After having a great conversation tonight at the JSSUG meeting, I am once again reminded of the time I spent learning SSIS. There are lots of subtleties and nuances that, if you’re not careful, will lead to poor performance. As such, I’m going to attempt to put out some very quick tips on the subject. I’m not sure of the regularity of these posts, or of their usefulness, but hopefully they’ll be helpful to someone. Enjoy!
When given the task of importing data which is of a different data type in the destination than it is in the source the new developer might jump to use the data conversion task to perform this option. Is this wrong? Well, no, not really. It is, after all, a tool that you can use out of the box and it will get the job done. However, without some of the knowledge of how data buffers are built and maintained behind the scenes you might not realize that this can lead to less than optimal performance.
Example 1: Data Conversion
This data flow uses a very simple data source, a data conversion transformation and a row count (as a terminator). When run, it generates 1409 records per buffer (with a 1 MB max buffer size) as seen below.
Example 2: Cast in Query
This is an even simpler data flow that uses cast within the data source to return the data with the desired data types. When run, it generates 1659 records per buffer (with a 1 MB max buffer size) as seen below.

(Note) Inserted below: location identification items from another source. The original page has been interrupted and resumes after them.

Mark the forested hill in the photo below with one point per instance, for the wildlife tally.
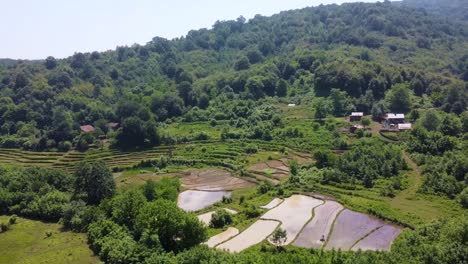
(364, 50)
(452, 9)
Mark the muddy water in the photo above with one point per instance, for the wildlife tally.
(197, 200)
(255, 234)
(350, 227)
(381, 239)
(319, 226)
(220, 238)
(272, 204)
(293, 214)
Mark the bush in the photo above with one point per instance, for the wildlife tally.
(4, 227)
(12, 220)
(220, 219)
(64, 146)
(463, 198)
(252, 211)
(264, 187)
(251, 148)
(226, 199)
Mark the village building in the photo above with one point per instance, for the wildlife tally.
(405, 126)
(113, 125)
(355, 127)
(356, 116)
(395, 118)
(87, 129)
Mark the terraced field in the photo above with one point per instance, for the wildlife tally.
(67, 161)
(314, 223)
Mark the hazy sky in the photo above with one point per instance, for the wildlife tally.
(35, 29)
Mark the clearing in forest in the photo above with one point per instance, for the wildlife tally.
(206, 218)
(380, 239)
(275, 202)
(221, 237)
(319, 227)
(27, 242)
(213, 180)
(350, 227)
(293, 214)
(197, 200)
(254, 234)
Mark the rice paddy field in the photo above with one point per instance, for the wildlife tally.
(324, 217)
(211, 169)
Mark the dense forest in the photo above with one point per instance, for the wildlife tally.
(364, 50)
(228, 84)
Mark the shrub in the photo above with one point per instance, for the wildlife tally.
(251, 148)
(463, 198)
(4, 227)
(226, 199)
(252, 211)
(241, 199)
(264, 187)
(12, 220)
(220, 219)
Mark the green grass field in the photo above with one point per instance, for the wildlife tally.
(26, 242)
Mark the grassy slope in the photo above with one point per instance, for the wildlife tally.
(26, 242)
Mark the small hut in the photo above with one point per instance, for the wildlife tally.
(405, 126)
(87, 129)
(356, 116)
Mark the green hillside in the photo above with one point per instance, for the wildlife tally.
(102, 142)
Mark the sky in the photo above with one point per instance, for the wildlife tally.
(33, 29)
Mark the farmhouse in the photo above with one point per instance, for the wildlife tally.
(395, 118)
(356, 116)
(113, 125)
(355, 127)
(405, 126)
(87, 129)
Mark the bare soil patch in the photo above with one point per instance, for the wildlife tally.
(272, 204)
(213, 180)
(255, 234)
(319, 226)
(220, 238)
(197, 200)
(350, 227)
(293, 214)
(380, 239)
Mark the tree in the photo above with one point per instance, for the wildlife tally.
(242, 64)
(134, 132)
(430, 120)
(365, 121)
(279, 237)
(378, 111)
(220, 218)
(324, 158)
(94, 180)
(322, 108)
(340, 102)
(50, 63)
(463, 198)
(281, 88)
(185, 92)
(126, 205)
(399, 98)
(176, 229)
(255, 86)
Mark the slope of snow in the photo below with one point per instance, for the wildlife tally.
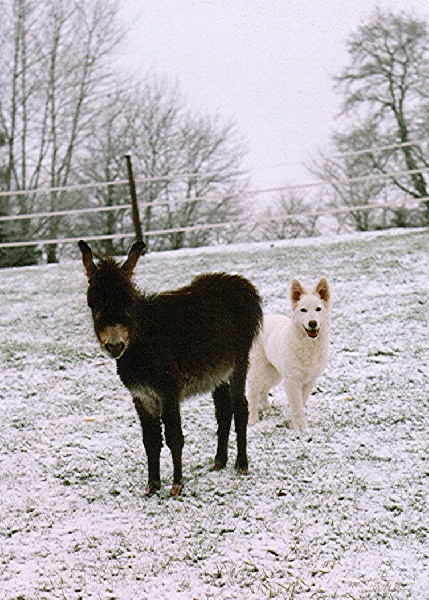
(339, 511)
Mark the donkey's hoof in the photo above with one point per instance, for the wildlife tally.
(152, 487)
(176, 489)
(241, 467)
(218, 464)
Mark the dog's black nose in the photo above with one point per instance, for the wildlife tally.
(115, 350)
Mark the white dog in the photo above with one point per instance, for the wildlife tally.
(293, 350)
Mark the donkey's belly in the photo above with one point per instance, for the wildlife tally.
(205, 382)
(148, 398)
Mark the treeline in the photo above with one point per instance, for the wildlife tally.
(67, 117)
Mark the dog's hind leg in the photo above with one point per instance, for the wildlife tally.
(293, 389)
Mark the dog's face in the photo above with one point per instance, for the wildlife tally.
(311, 310)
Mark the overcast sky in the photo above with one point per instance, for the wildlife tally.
(268, 64)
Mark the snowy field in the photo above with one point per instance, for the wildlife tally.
(339, 511)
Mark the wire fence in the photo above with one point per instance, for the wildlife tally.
(408, 203)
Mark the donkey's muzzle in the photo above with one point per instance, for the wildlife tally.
(114, 340)
(115, 350)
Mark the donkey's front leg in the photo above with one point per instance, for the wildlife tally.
(174, 440)
(152, 441)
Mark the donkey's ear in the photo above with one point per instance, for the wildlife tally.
(322, 289)
(133, 255)
(296, 291)
(87, 259)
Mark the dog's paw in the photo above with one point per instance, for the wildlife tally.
(297, 424)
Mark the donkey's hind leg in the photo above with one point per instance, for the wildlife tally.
(223, 410)
(241, 413)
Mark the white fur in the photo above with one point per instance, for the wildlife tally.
(285, 351)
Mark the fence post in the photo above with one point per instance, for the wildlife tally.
(134, 204)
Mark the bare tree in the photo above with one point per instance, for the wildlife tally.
(289, 215)
(386, 91)
(51, 84)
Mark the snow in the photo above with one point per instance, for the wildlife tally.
(338, 511)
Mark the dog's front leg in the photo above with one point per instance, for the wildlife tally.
(294, 393)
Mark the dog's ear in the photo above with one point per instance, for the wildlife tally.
(322, 289)
(137, 249)
(296, 291)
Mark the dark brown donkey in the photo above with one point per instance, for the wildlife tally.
(175, 344)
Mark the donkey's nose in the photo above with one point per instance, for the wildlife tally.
(115, 350)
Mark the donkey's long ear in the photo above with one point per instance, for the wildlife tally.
(296, 291)
(133, 255)
(87, 259)
(322, 289)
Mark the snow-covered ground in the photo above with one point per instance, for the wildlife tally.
(339, 511)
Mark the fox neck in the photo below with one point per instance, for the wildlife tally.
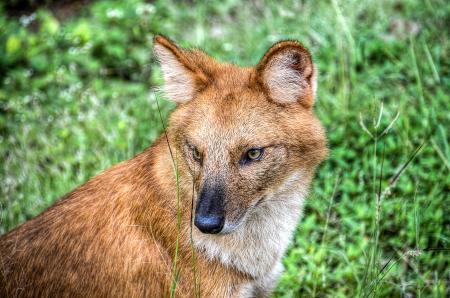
(256, 247)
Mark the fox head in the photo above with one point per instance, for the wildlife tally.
(242, 132)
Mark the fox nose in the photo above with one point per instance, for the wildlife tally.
(210, 224)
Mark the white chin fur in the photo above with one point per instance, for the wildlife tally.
(257, 244)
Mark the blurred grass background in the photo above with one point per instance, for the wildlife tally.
(75, 98)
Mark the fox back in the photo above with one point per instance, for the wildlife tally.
(208, 210)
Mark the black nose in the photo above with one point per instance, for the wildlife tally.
(210, 224)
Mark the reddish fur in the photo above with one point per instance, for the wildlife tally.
(115, 235)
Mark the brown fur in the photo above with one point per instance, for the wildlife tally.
(115, 236)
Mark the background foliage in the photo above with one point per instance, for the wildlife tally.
(75, 98)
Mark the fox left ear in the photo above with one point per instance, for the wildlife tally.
(182, 76)
(288, 74)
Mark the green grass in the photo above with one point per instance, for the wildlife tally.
(75, 98)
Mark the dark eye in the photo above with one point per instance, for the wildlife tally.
(255, 153)
(196, 154)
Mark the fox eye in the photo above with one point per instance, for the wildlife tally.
(196, 154)
(252, 155)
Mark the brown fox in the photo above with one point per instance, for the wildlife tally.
(208, 210)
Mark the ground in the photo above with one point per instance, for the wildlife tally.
(76, 96)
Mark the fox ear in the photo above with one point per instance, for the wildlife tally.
(182, 77)
(288, 74)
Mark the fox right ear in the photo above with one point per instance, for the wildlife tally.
(288, 74)
(182, 77)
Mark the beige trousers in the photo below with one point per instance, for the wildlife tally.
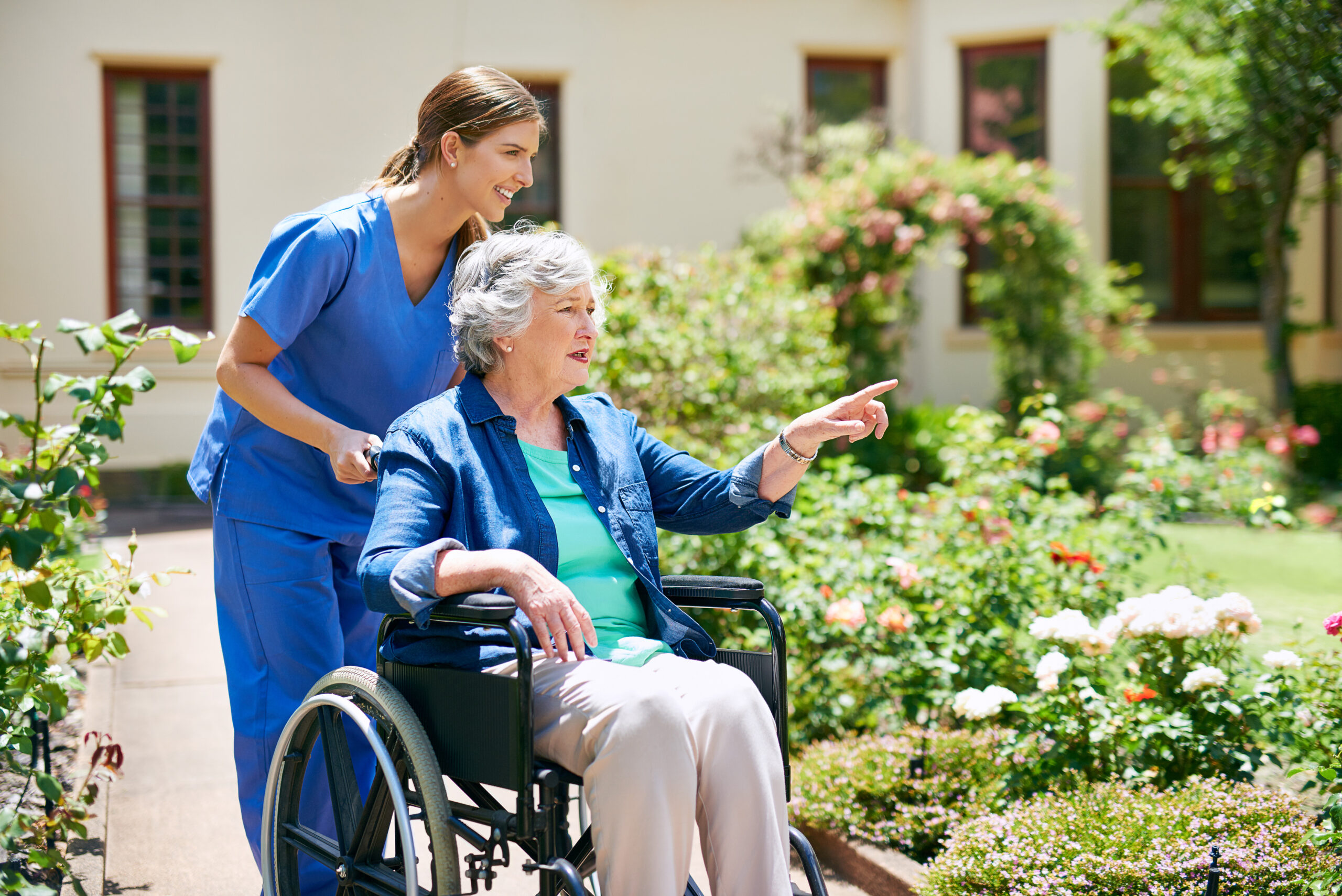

Does this performance improvement outweigh the virtual self-documentation of a well named and formatted data flow with the proper components? Without the component someone who hasn’t looked at the package in detail might not realize that conversions were done to get the data to match up. However, this type of information can be conveyed in the description of the source and / or in an annotation next to the source for all to see. With the information conveyed in this fashion, it should be clear that using the cast will give you a performance benefit over using the transformation. So, we should probably shelve the transformation unless if we are in a situation where we can’t return the data with the type we would like for the destination (ex. flat files or stored procedures).